Publié le par Yves-André Samère

Vous connaissez peut-être mon goût pour démystifier les imposteurs. Ici, j’ai pu en épingler deux ou trois, comme BHL ou Jack Lang. Donc, aujourd’hui, intéressons-nous à Frédéric Bonnaud, sorte d’icône bien connue de la culture.

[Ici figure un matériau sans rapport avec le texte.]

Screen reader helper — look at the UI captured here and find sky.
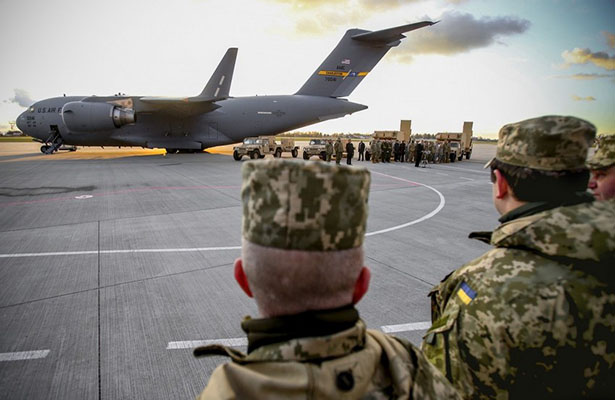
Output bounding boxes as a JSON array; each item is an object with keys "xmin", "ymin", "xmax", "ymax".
[{"xmin": 0, "ymin": 0, "xmax": 615, "ymax": 137}]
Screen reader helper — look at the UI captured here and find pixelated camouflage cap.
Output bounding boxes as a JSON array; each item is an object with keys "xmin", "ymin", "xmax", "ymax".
[
  {"xmin": 587, "ymin": 135, "xmax": 615, "ymax": 169},
  {"xmin": 485, "ymin": 115, "xmax": 596, "ymax": 171},
  {"xmin": 241, "ymin": 159, "xmax": 371, "ymax": 251}
]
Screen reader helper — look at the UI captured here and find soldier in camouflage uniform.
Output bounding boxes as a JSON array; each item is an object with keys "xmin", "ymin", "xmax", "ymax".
[
  {"xmin": 194, "ymin": 159, "xmax": 459, "ymax": 399},
  {"xmin": 587, "ymin": 135, "xmax": 615, "ymax": 200},
  {"xmin": 333, "ymin": 137, "xmax": 344, "ymax": 165},
  {"xmin": 325, "ymin": 139, "xmax": 333, "ymax": 162},
  {"xmin": 444, "ymin": 140, "xmax": 451, "ymax": 163},
  {"xmin": 422, "ymin": 116, "xmax": 615, "ymax": 399},
  {"xmin": 370, "ymin": 139, "xmax": 380, "ymax": 164}
]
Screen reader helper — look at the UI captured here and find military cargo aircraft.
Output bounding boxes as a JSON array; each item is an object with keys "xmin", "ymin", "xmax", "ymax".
[{"xmin": 17, "ymin": 21, "xmax": 435, "ymax": 154}]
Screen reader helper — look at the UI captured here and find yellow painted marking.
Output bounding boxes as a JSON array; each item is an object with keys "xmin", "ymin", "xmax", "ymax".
[
  {"xmin": 457, "ymin": 289, "xmax": 472, "ymax": 304},
  {"xmin": 318, "ymin": 71, "xmax": 348, "ymax": 76},
  {"xmin": 318, "ymin": 71, "xmax": 369, "ymax": 77}
]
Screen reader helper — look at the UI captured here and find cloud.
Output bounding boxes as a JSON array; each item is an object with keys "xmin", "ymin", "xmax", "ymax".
[
  {"xmin": 357, "ymin": 0, "xmax": 423, "ymax": 11},
  {"xmin": 269, "ymin": 0, "xmax": 342, "ymax": 10},
  {"xmin": 602, "ymin": 31, "xmax": 615, "ymax": 49},
  {"xmin": 556, "ymin": 73, "xmax": 615, "ymax": 81},
  {"xmin": 4, "ymin": 89, "xmax": 34, "ymax": 107},
  {"xmin": 562, "ymin": 47, "xmax": 615, "ymax": 71},
  {"xmin": 394, "ymin": 11, "xmax": 531, "ymax": 62},
  {"xmin": 572, "ymin": 94, "xmax": 596, "ymax": 101}
]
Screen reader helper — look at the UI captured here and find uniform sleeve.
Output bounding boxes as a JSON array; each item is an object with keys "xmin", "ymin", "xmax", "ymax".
[{"xmin": 422, "ymin": 264, "xmax": 596, "ymax": 398}]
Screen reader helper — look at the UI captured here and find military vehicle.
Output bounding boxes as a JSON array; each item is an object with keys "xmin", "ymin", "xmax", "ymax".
[
  {"xmin": 303, "ymin": 139, "xmax": 329, "ymax": 160},
  {"xmin": 17, "ymin": 21, "xmax": 434, "ymax": 154},
  {"xmin": 233, "ymin": 136, "xmax": 299, "ymax": 161},
  {"xmin": 436, "ymin": 121, "xmax": 473, "ymax": 162}
]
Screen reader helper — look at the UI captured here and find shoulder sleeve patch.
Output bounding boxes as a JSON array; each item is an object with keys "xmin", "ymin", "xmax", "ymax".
[{"xmin": 457, "ymin": 282, "xmax": 476, "ymax": 305}]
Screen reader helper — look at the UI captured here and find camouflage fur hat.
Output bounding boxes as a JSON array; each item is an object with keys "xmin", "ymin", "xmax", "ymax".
[
  {"xmin": 485, "ymin": 115, "xmax": 596, "ymax": 171},
  {"xmin": 241, "ymin": 160, "xmax": 371, "ymax": 251},
  {"xmin": 587, "ymin": 135, "xmax": 615, "ymax": 169}
]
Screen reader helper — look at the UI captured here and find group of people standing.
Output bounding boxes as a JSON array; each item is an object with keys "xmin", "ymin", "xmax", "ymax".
[
  {"xmin": 370, "ymin": 139, "xmax": 451, "ymax": 167},
  {"xmin": 325, "ymin": 138, "xmax": 356, "ymax": 165},
  {"xmin": 194, "ymin": 116, "xmax": 615, "ymax": 399},
  {"xmin": 325, "ymin": 138, "xmax": 452, "ymax": 167}
]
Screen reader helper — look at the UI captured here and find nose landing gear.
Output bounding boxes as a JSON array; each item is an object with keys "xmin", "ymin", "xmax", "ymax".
[{"xmin": 41, "ymin": 126, "xmax": 64, "ymax": 154}]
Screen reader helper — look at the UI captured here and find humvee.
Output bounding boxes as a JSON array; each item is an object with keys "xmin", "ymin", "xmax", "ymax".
[{"xmin": 233, "ymin": 136, "xmax": 299, "ymax": 161}]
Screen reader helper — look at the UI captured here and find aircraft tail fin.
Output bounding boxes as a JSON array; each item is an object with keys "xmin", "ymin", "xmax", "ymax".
[
  {"xmin": 295, "ymin": 21, "xmax": 437, "ymax": 97},
  {"xmin": 197, "ymin": 47, "xmax": 237, "ymax": 100}
]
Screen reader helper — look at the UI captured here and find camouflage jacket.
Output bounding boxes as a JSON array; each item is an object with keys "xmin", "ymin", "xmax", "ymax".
[
  {"xmin": 195, "ymin": 314, "xmax": 460, "ymax": 399},
  {"xmin": 333, "ymin": 141, "xmax": 344, "ymax": 154},
  {"xmin": 422, "ymin": 201, "xmax": 615, "ymax": 399}
]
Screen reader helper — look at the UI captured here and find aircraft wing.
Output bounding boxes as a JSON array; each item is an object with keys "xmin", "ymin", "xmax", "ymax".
[{"xmin": 139, "ymin": 47, "xmax": 237, "ymax": 116}]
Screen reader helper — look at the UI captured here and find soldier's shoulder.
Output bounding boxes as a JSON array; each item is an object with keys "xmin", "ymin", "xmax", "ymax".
[{"xmin": 367, "ymin": 330, "xmax": 461, "ymax": 399}]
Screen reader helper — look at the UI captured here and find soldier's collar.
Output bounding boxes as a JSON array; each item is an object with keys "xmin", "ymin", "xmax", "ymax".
[
  {"xmin": 241, "ymin": 305, "xmax": 359, "ymax": 353},
  {"xmin": 499, "ymin": 192, "xmax": 594, "ymax": 224}
]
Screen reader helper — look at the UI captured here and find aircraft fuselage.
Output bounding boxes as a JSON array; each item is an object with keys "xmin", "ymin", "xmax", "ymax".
[{"xmin": 17, "ymin": 95, "xmax": 367, "ymax": 149}]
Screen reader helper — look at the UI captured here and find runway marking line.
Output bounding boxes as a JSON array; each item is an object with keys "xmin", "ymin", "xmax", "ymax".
[
  {"xmin": 167, "ymin": 321, "xmax": 431, "ymax": 350},
  {"xmin": 0, "ymin": 246, "xmax": 241, "ymax": 258},
  {"xmin": 0, "ymin": 350, "xmax": 49, "ymax": 362},
  {"xmin": 0, "ymin": 171, "xmax": 446, "ymax": 258}
]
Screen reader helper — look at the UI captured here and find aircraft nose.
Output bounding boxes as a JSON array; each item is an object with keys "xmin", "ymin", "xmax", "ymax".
[{"xmin": 16, "ymin": 112, "xmax": 26, "ymax": 132}]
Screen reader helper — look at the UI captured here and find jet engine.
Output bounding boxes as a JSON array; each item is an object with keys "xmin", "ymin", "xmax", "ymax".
[{"xmin": 62, "ymin": 101, "xmax": 137, "ymax": 132}]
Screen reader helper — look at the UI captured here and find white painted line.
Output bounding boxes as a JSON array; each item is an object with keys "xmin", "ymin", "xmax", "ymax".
[
  {"xmin": 167, "ymin": 337, "xmax": 248, "ymax": 350},
  {"xmin": 0, "ymin": 246, "xmax": 241, "ymax": 258},
  {"xmin": 167, "ymin": 321, "xmax": 431, "ymax": 350},
  {"xmin": 365, "ymin": 171, "xmax": 446, "ymax": 237},
  {"xmin": 380, "ymin": 321, "xmax": 431, "ymax": 333},
  {"xmin": 0, "ymin": 350, "xmax": 49, "ymax": 362},
  {"xmin": 0, "ymin": 176, "xmax": 442, "ymax": 258},
  {"xmin": 438, "ymin": 165, "xmax": 491, "ymax": 175}
]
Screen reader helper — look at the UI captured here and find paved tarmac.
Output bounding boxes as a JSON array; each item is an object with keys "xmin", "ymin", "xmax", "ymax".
[{"xmin": 0, "ymin": 143, "xmax": 498, "ymax": 399}]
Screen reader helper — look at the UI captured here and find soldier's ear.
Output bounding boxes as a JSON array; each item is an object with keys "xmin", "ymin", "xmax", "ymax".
[
  {"xmin": 352, "ymin": 267, "xmax": 371, "ymax": 304},
  {"xmin": 493, "ymin": 169, "xmax": 510, "ymax": 199},
  {"xmin": 235, "ymin": 258, "xmax": 253, "ymax": 297}
]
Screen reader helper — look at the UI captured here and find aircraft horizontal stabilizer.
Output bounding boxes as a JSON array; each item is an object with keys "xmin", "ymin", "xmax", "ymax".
[
  {"xmin": 351, "ymin": 21, "xmax": 439, "ymax": 43},
  {"xmin": 295, "ymin": 21, "xmax": 436, "ymax": 97}
]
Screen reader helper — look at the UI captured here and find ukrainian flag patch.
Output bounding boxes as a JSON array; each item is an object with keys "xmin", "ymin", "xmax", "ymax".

Ce journaliste et animateur de radio a navigué entre Radio France, « Siné Hebdo », Europe 1 (dans l’émission de Morandini !), « Les Inrockuptibles », France 2, Mediapart et Canal Plus Cinéma, avec comme spécialité le cinéma et la télévision. Or je suis tombé par hasard sur une chronique (filmée) faite sur Europe 1 en 2010, dans laquelle il flingue la série policière allemande Commissaire Brunetti – Enquêtes à Venise, qui était diffusée sur France 3 jusqu’à la semaine dernière. Dix-neuf épisodes ont été filmés depuis 2000, à raison de deux par an jusqu’en 2008 (aucun en 2007), d’un seul épisode ensuite, et la chaîne en a diffusé quatorze, l’année dernière et cette année. J’ai ces quatorze épisodes sur mon disque dur. Mais, comme mieux vaut juger sur pièces, allez donc visionner cette séquence, mise en ligne le 30 juin 2010 sur Dailymotion, je vous reprends tout de suite après.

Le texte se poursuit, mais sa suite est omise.